No había que comprar libros de texto nuevos, porque únicamente estudiábamos la enciclopedia Álvarez, y por eso no necesitábamos tampoco ni mochila ni nada parecido.
En la pizarra de cantos de madera que llevábamos bajo el brazo nos ponía el señor maestro las cuentas -de las cuatro operaciones, y, en el caso de los más espabilados, la regla de tres simple- y los problemas, por lo común referidos a actividades de compra y venta de los productos de primera necesidad.
Nunca tuvimos estuche, para qué si no hacía falta, en cada mesa o pupitre había, justo en el centro, un agujero redondo, y en él, un recipiente de cristal que hacía las veces de tintero colectivo donde mojábamos la pluma -con mango de madera- para escribir.

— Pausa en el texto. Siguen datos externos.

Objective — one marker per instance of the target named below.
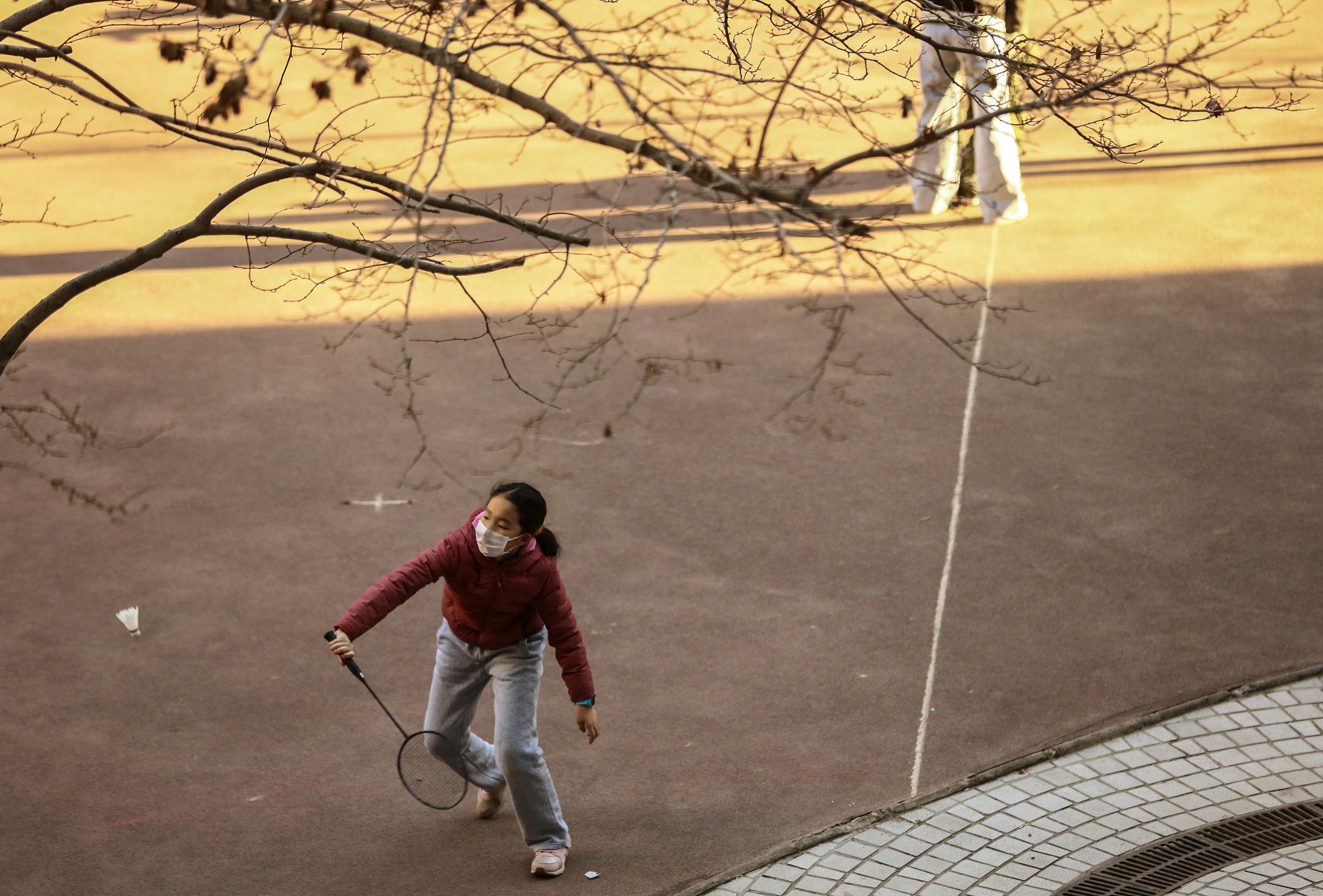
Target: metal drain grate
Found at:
(1166, 865)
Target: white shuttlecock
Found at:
(129, 618)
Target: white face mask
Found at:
(491, 544)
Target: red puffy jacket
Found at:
(488, 604)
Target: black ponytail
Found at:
(533, 513)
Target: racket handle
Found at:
(349, 664)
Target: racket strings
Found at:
(427, 776)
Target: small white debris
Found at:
(129, 616)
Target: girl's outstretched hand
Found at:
(587, 719)
(341, 647)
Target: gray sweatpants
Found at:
(462, 673)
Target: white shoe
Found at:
(489, 801)
(550, 864)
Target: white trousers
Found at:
(936, 168)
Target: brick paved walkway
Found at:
(1033, 832)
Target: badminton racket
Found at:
(427, 778)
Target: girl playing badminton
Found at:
(502, 603)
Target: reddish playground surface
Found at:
(757, 607)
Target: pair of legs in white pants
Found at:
(517, 671)
(936, 168)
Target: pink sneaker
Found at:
(550, 864)
(489, 801)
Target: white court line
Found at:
(956, 516)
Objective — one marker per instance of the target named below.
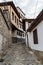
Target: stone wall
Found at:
(5, 36)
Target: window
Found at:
(35, 36)
(12, 16)
(15, 19)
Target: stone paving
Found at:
(19, 54)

El material escolar propiamente dicho y de uso particular lo guardábamos en los cajones de la mesa, cada uno en el suyo: los lápices (lapiceros, los llamábamos, y los mejores eran los que llevaban goma de borrar en la parte superior, y si no, los que venían decorados con la tabla de multiplicar), la goma de borrar, el papel secante para los borrones de tinta, el papel calcante para calcar mapas y otros dibujos especialmente difíciles, las pinturas (de Alpino, de seis, de doce... ¡o de veinticuatro!, que era el no va más, pero estas había que esperar siempre a ver si las traían los Reyes)...
Luego, a principios de la década de los sesenta, como consecuencia a lo mejor del plan de desarrollo famoso, llegaron los bolígrafos, los primeros de todo los de la marca Bic: ¡la ilusión que nos hacían aquellos pequeños estuches de plástico con dos dentro, y de distinto color, rojo y azul, o de tres, azul, rojo y negro!